Microsoft has released patches for the two critical remote code execution (RCE) vulnerabilities recently discovered in the Remote Desktop Services (RDS). The vulnerabilities posed a threat to all currently supported versions of Windows, including Windows 10.
The Microsoft Security Response Center (MSRC) is urging all Windows users to patch the security flaws on their computers as soon as possible because of the risks associated with these wormable vulnerabilities.
The two flaws are known by the names CVE-2019-1181 and CVE-2019-1182. Much like the infamous "BlueKeep" vulnerability that was patched not too long ago, the two vulnerabilities are "wormable." This means that if someone were to program malware that exploited these vulnerabilities, that malware could jump from one computer to another without any interaction on the users' part, according to Simon Pope, the MSRC Director of Incident Response.

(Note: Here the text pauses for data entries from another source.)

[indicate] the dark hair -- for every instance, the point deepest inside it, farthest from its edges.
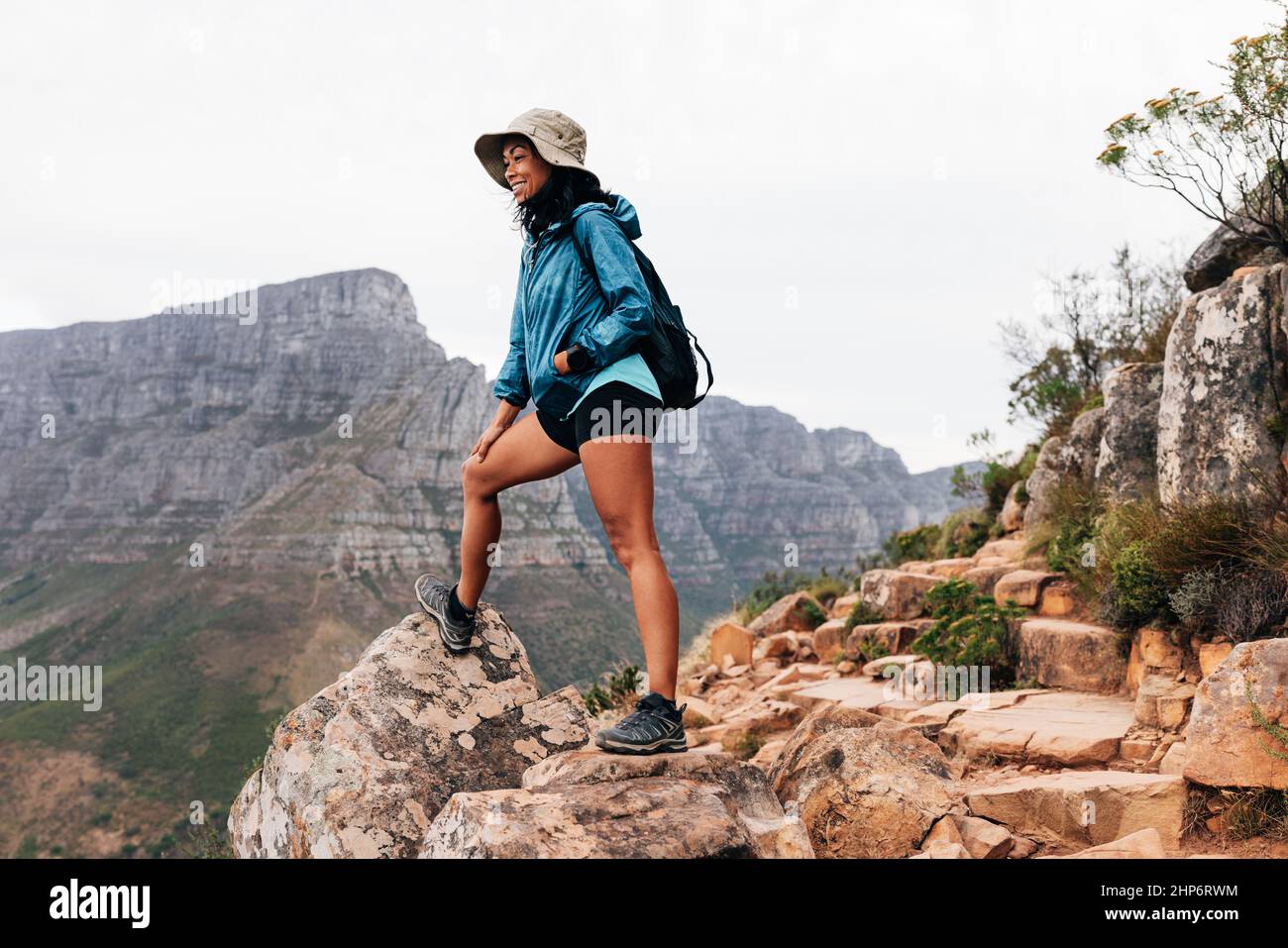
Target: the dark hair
(566, 188)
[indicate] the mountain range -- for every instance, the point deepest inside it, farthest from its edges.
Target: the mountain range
(218, 509)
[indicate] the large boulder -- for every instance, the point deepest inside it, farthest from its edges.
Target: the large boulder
(1083, 807)
(1224, 745)
(1224, 375)
(795, 612)
(1060, 653)
(1127, 466)
(897, 594)
(362, 768)
(743, 789)
(1063, 462)
(652, 817)
(1012, 515)
(1227, 250)
(863, 785)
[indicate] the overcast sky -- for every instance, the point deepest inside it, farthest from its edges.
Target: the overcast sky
(844, 197)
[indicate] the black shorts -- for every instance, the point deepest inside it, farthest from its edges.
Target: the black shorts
(622, 410)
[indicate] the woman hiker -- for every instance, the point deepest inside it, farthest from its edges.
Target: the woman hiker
(580, 307)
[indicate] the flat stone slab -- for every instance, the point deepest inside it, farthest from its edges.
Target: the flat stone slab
(1067, 728)
(853, 691)
(1083, 807)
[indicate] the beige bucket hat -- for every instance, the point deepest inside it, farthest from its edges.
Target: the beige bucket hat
(557, 138)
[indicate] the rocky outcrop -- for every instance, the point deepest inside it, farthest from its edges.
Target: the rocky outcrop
(1063, 653)
(864, 786)
(1083, 807)
(1127, 464)
(653, 818)
(365, 767)
(1012, 517)
(742, 789)
(1220, 416)
(1227, 250)
(897, 594)
(1225, 746)
(1064, 460)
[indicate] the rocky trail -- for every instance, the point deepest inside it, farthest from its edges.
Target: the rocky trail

Pope explained that the affected Windows versions are Windows 7 SP2, Windows Server 2008 R2 SP1, Windows Server 2012, Windows Server 2012 R2, Windows 8.1, and all currently supported versions of Windows 10.
Pope also clarified that the Remote Desktop Protocol (RDP) was unaffected by the security flaw and that it didn't affect unsupported versions of Windows including; Windows Server 2003, Windows Server 2008, and Windows XP.
Attackers are able to exploit the vulnerabilities by sending a specifically-crafted request to the Remote Desktop Service of an unpatched Windows system through the RDP.
The security update that Microsoft released recently will address these flaws by correcting how the Remote Desktop Service handles all connection requests, according to Microsoft.
Pope explained how the vulnerability was discovered by saying, "These vulnerabilities were discovered by Microsoft during hardening of Remote Desktop Services as part of our continual focus on strengthening the security of our products. At this time, we have no evidence that these vulnerabilities were known to any third party."
If a user is unable to patch their system right now, Microsoft did reveal a way to mitigate the damage until the fix can be applied. Users can protect themselves against the wormable component of the security flaws by enabling Network Level Authentications (NLA) because NLA requires administrator authentication, which prevents the vulnerability from being triggered.
This fix isn’t perfect though, as Pope further explained in the blog published by Microsoft. An affected system is still vulnerable to the Remote Code Execution (RCE) exploit if the person attacking the system has valid credentials and can authorise the connection.